Title: Deep Learning in Medical Image Processing and Diagnosis
Abstract: Machine leaning (ML) in artificial intelligence has become one of the most active areas of research in the biomedical imaging field including medical image analysis and computer-aided diagnosis (CAD), because “learning from examples or data” is crucial to handling a large amount of data (“Big data”) coming from medical imaging informatics systems. Recently, as the available computational power increased dramatically, image-based ML or “deep learning” emerged. Deep learning, including our original massive-training artificial neural networks (MTANNs) and the most popular convolutional neural networks (CNNs), is an end-to-end ML model that enables a direct mapping from the raw input data to the desired outputs, eliminating the need for handcrafted features in feature-based ML. Deep learning (or image-based ML) is a versatile, powerful framework that can acquire image-processing and analysis functions through training with image examples.

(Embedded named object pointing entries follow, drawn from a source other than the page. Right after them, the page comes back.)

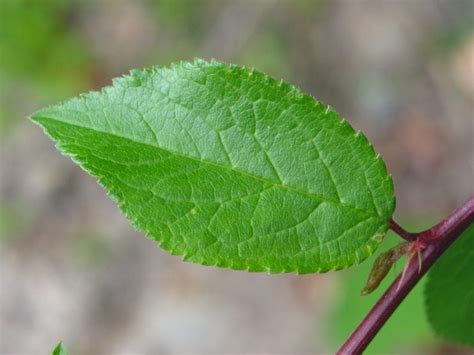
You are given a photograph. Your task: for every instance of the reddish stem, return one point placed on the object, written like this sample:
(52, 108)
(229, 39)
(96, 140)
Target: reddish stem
(400, 231)
(438, 239)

In this talk, deep learning in medical imaging is overviewed to make clear a) what has changed in machine learning after the introduction of deep learning, b) differences and advantages over conventional feature-based ML, and c) its applications to 1) separation of bones from soft tissue in chest radiographs, 2) CAD for lung nodule detection in chest radiography and thoracic CT, 3) distinction between benign and malignant nodules in CT, 4) polyp detection and classification in CT colonography, and 5) radiation dose reduction in CT and mammography.